Tromper la mort / Maryse Rivière

Tromper la mort / Maryse Rivière

couverture de Tromper la mort de Maryse RiviereQuatrième de couverture : Pas assez d’eau pour noyer un homme, pas assez de bois pour le pendre, pas assez de terre pour l’enterrer… Rattrapé par l’âpreté de l’Irlande, le libraire de Montmartre pourra-t-il échapper à son destin ? Traqué par les polices française et irlandaise, son spectre se fond dans les tourbières, se confond aux brumes, se morfond dans les pubs… Ombres et lumières des légendes celtiques, mystères de l’âme irlandaise, au cœur de l’action policière…
Prix du Quai des orfèvres 2015

Avis : Amatrice de romans policiers et férue de l’Irlande au point de m’y installer, j’avais été séduite par la présentation de Tromper la mort et sa quatrième de couverture plutôt alléchante. Alors qu’en est-il ? Et bien j’ai trouvé ce roman policier très moyen, bien qu’il ait obtenu le « Prix du Quai des Orfèvres 2015 ». Quant aux paysages irlandais, ils n’ont rien fait pour le sauver.

Yann Morlaix, ancien libraire de Montmartre devenu tueur en série, est laissé pour mort dans les catacombes parisiennes. Plusieurs années plus tard, son ADN est retrouvé sur une série de cadavres de jeunes femmes en Irlande. Yann Morlaix n’est pas mort et le Capitaine Damien Escoffier a une revanche à prendre. Voyageant entre la France et l’Irlande dans le cadre d’une coopération entre la justice de ces deux pays, le capitaine Escoffier découvre l’Irlande et ses mythes et tente de comprendre les motivations de Yann Morlaix pour le mettre définitivement hors d’état de nuire.

L’aspect policier est donc une part importante de Tromper la mort, malheureusement il n’est pas du tout travaillé. C’est comme si Maryse Rivière n’avait fait aucune vraie recherche sur le milieu et s’était contentée de ses connaissances assez limitées.
L’intrigue n’avance pas ; les indices principaux n’en sont pas vraiment car ils ne conduisent pas à la résolution de l’enquête ; les témoins et autres personnages secondaires ne jouent aucun rôle majeur. On s’attend constamment à ce qu’un lien soit établi entre tous les éléments et jusqu’au bout j’ai espéré une révélation. Hélas non, ça sonne creux.

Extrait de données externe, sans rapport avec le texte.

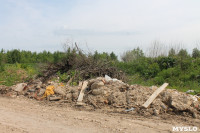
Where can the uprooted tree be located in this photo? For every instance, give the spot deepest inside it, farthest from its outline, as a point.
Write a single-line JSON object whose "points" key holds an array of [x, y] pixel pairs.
{"points": [[83, 66]]}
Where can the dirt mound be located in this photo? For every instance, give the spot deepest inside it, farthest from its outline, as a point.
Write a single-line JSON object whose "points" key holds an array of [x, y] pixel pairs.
{"points": [[112, 95]]}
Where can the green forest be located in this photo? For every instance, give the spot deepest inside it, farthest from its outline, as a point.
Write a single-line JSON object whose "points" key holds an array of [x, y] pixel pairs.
{"points": [[179, 68]]}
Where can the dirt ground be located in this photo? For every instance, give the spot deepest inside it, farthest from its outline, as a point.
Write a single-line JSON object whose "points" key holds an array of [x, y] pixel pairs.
{"points": [[21, 115]]}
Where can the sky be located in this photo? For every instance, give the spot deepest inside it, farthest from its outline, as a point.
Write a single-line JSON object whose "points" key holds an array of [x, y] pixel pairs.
{"points": [[103, 25]]}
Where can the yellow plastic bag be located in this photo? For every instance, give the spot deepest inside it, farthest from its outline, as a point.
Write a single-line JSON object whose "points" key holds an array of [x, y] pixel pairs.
{"points": [[49, 91]]}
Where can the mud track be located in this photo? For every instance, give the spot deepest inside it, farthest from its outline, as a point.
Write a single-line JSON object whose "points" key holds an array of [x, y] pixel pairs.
{"points": [[21, 115]]}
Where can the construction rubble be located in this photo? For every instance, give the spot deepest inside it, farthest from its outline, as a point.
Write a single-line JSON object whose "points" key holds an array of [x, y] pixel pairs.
{"points": [[111, 95]]}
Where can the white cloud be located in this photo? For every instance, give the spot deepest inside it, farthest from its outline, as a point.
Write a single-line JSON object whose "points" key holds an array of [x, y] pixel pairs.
{"points": [[106, 25]]}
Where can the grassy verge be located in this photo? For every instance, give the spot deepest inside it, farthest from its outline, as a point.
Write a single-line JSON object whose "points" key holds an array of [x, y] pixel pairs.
{"points": [[11, 74]]}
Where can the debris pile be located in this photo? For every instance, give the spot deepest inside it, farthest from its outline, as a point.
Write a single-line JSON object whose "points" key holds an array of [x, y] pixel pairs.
{"points": [[112, 95]]}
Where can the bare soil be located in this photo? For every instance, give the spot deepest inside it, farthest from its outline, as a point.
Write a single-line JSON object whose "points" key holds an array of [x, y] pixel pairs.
{"points": [[21, 115]]}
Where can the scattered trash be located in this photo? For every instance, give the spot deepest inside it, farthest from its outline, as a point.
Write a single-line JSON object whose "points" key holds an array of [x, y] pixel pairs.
{"points": [[49, 91], [110, 94], [131, 109]]}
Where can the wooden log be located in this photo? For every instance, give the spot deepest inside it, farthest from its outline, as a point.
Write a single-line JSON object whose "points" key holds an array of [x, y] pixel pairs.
{"points": [[154, 95], [54, 98], [80, 97]]}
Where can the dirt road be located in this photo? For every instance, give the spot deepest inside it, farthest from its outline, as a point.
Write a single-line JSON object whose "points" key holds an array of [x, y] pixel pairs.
{"points": [[19, 115]]}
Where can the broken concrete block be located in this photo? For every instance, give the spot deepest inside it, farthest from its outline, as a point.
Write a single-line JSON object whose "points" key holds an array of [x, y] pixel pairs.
{"points": [[97, 85], [60, 90], [19, 87]]}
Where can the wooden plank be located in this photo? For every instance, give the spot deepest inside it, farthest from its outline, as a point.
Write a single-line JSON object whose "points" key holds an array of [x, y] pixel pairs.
{"points": [[154, 95], [80, 97]]}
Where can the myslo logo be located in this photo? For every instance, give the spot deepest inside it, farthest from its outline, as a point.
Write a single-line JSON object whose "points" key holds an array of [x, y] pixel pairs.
{"points": [[184, 129]]}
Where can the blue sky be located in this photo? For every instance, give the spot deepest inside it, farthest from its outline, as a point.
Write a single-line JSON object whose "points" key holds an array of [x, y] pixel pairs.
{"points": [[103, 25]]}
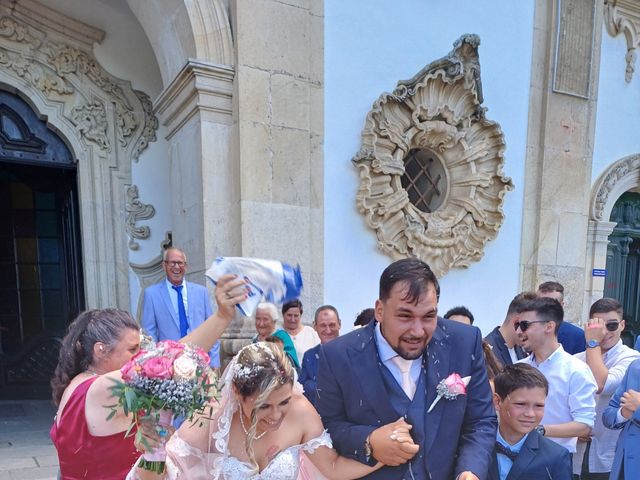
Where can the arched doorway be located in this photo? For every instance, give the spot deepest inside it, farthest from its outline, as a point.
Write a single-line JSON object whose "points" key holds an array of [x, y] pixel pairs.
{"points": [[41, 276], [623, 261]]}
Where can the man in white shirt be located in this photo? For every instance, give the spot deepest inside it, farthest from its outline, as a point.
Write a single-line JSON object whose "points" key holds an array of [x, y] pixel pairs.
{"points": [[608, 360], [570, 409], [304, 337]]}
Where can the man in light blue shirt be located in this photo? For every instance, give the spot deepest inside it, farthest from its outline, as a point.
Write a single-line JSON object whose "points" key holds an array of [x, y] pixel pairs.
{"points": [[174, 307], [521, 452]]}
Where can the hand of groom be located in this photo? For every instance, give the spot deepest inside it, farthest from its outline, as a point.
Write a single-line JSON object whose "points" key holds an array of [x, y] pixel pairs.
{"points": [[387, 449]]}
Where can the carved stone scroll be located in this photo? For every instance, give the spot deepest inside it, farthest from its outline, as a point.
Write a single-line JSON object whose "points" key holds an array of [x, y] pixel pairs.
{"points": [[623, 17], [439, 110], [136, 210]]}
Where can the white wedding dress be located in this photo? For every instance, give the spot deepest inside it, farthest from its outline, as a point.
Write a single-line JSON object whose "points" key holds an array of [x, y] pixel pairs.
{"points": [[186, 462], [205, 454]]}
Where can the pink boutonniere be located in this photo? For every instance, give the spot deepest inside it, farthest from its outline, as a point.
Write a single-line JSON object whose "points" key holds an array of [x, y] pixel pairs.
{"points": [[450, 388]]}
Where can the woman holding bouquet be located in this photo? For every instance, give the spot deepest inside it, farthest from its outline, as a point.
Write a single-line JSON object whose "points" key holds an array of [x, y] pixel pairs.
{"points": [[259, 431], [97, 344]]}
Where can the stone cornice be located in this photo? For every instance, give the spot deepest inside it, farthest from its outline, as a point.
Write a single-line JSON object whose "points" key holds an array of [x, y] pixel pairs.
{"points": [[200, 86], [43, 18], [623, 16]]}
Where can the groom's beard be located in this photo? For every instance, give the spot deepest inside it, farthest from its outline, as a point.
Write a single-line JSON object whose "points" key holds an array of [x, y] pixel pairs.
{"points": [[413, 353]]}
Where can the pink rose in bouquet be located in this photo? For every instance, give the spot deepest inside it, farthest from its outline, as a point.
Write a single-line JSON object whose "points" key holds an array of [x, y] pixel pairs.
{"points": [[164, 380], [158, 367], [450, 388], [455, 384]]}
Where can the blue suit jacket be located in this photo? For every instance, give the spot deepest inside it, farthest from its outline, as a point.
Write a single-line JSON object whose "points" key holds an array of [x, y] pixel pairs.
{"points": [[628, 446], [161, 321], [539, 459], [309, 372], [500, 349], [352, 400]]}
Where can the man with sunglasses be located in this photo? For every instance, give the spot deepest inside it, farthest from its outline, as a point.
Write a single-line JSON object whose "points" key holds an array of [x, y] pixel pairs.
{"points": [[174, 307], [608, 358], [570, 409]]}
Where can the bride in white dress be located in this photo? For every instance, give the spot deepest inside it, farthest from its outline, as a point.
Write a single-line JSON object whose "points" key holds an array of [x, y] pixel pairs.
{"points": [[260, 430]]}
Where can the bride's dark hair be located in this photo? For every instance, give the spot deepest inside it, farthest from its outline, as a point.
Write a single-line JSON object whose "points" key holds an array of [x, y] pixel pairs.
{"points": [[76, 354], [261, 368]]}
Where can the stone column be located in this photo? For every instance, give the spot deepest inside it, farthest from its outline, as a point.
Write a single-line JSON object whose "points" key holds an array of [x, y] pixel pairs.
{"points": [[279, 106], [563, 100], [597, 241]]}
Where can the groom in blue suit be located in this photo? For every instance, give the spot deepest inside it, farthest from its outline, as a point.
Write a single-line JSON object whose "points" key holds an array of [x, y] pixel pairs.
{"points": [[393, 369], [174, 307]]}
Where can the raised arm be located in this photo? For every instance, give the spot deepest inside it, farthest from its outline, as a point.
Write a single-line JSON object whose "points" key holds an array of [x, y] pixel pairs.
{"points": [[319, 450], [230, 291]]}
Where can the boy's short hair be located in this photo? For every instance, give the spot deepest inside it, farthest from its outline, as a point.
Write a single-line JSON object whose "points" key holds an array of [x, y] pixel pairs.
{"points": [[519, 375]]}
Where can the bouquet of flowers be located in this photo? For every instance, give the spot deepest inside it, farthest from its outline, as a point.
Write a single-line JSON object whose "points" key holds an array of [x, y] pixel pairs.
{"points": [[164, 380]]}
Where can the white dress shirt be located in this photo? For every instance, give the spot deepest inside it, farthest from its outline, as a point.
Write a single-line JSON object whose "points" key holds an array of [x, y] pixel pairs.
{"points": [[572, 389], [303, 341], [387, 353], [173, 295], [603, 441]]}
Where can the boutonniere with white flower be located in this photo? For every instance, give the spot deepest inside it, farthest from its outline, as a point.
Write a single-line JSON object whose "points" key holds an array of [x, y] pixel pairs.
{"points": [[450, 388]]}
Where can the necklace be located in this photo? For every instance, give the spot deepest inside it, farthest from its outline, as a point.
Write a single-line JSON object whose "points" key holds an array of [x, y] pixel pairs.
{"points": [[244, 429]]}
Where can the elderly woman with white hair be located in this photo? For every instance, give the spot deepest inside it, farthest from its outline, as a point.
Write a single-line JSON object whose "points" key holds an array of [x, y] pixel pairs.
{"points": [[266, 317]]}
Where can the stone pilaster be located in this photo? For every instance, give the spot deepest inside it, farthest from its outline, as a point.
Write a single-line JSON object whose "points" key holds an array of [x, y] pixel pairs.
{"points": [[562, 110]]}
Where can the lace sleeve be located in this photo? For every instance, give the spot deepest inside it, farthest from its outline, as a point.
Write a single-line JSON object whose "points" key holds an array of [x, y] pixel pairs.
{"points": [[324, 440]]}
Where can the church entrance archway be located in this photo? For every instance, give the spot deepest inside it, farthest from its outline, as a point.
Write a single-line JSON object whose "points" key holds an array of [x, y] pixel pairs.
{"points": [[623, 262], [41, 275]]}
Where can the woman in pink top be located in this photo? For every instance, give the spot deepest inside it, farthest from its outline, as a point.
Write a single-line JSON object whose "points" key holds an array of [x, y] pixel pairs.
{"points": [[96, 345]]}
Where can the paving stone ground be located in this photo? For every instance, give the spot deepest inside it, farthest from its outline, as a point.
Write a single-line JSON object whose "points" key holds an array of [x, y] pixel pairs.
{"points": [[26, 451]]}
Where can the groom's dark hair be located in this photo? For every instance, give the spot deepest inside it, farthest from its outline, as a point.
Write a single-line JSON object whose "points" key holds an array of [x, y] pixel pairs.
{"points": [[416, 273]]}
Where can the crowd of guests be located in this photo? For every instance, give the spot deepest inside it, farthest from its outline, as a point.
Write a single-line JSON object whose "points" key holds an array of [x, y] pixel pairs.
{"points": [[567, 398]]}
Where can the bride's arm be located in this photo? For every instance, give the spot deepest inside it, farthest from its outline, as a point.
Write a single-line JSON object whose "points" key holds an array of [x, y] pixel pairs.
{"points": [[326, 459], [187, 451], [230, 291]]}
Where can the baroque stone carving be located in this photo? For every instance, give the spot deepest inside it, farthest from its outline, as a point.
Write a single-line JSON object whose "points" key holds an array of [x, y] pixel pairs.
{"points": [[50, 65], [439, 109], [150, 125], [136, 210], [91, 122], [609, 183], [623, 16]]}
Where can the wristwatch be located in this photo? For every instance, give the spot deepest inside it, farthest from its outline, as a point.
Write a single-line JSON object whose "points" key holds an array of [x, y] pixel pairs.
{"points": [[367, 449], [593, 343]]}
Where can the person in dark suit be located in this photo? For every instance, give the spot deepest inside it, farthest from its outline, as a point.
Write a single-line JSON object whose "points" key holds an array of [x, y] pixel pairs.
{"points": [[174, 307], [326, 323], [504, 339], [521, 453], [623, 413], [570, 336], [391, 369]]}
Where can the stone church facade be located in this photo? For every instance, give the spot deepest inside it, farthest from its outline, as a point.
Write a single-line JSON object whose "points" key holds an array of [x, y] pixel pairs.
{"points": [[201, 123]]}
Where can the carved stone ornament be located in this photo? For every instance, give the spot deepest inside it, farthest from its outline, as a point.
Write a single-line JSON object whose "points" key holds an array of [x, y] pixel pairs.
{"points": [[438, 111], [53, 67], [136, 210], [617, 179], [623, 16], [91, 122]]}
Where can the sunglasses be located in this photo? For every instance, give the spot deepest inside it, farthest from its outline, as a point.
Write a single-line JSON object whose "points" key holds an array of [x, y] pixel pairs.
{"points": [[525, 324], [612, 326]]}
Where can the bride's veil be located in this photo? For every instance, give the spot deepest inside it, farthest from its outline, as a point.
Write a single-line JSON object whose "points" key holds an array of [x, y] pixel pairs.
{"points": [[196, 452]]}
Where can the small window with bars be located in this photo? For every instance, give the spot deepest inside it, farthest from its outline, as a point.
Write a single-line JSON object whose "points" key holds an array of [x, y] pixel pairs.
{"points": [[424, 179]]}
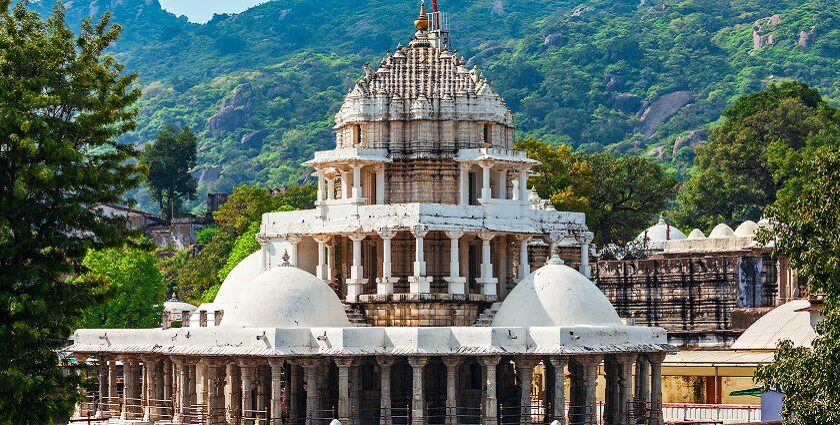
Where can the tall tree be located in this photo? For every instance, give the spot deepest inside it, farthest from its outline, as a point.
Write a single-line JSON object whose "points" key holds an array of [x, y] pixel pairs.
{"points": [[169, 160], [135, 286], [200, 277], [807, 230], [627, 194], [620, 195], [563, 176], [738, 172], [63, 103]]}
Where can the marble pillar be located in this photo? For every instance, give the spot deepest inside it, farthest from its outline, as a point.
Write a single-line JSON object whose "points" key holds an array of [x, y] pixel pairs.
{"points": [[558, 363], [343, 365], [490, 398], [385, 364], [457, 284], [487, 281], [419, 283], [233, 392], [525, 371], [418, 399], [276, 409], [248, 375], [656, 360], [385, 284], [452, 364], [590, 380], [356, 282]]}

Quant à Yann Morlaix, ce tueur en série assassinant des femmes au cours de ses déplacements, ses motivations sont tout aussi obscures. On essaie de comprendre, d’assembler les pièces du puzzle. Mais non, rien non plus avec lui : un tueur en série qui attend de se faire arrêter et dont la personnalité est plate à souhait. Pour résumer, nous avons une police française qui recherche le caractère mystique des assassinats et qui s’appuie sur la psychologie du tueur. Autant de travail de description de la part de l’auteure que j’ai jugé inutile, puisque rien de ce que les enquêteurs pensent trouver ne s’avère correspondre au profil de Yann Morlaix. Un Capitaine de police, Damien Escoffier, qui se découvre une passion pour l’Irlande mais qui ne fait pas avancer l’enquête – il vient pour le travail ou pour les vacances ? Ce n’est jamais bien clair.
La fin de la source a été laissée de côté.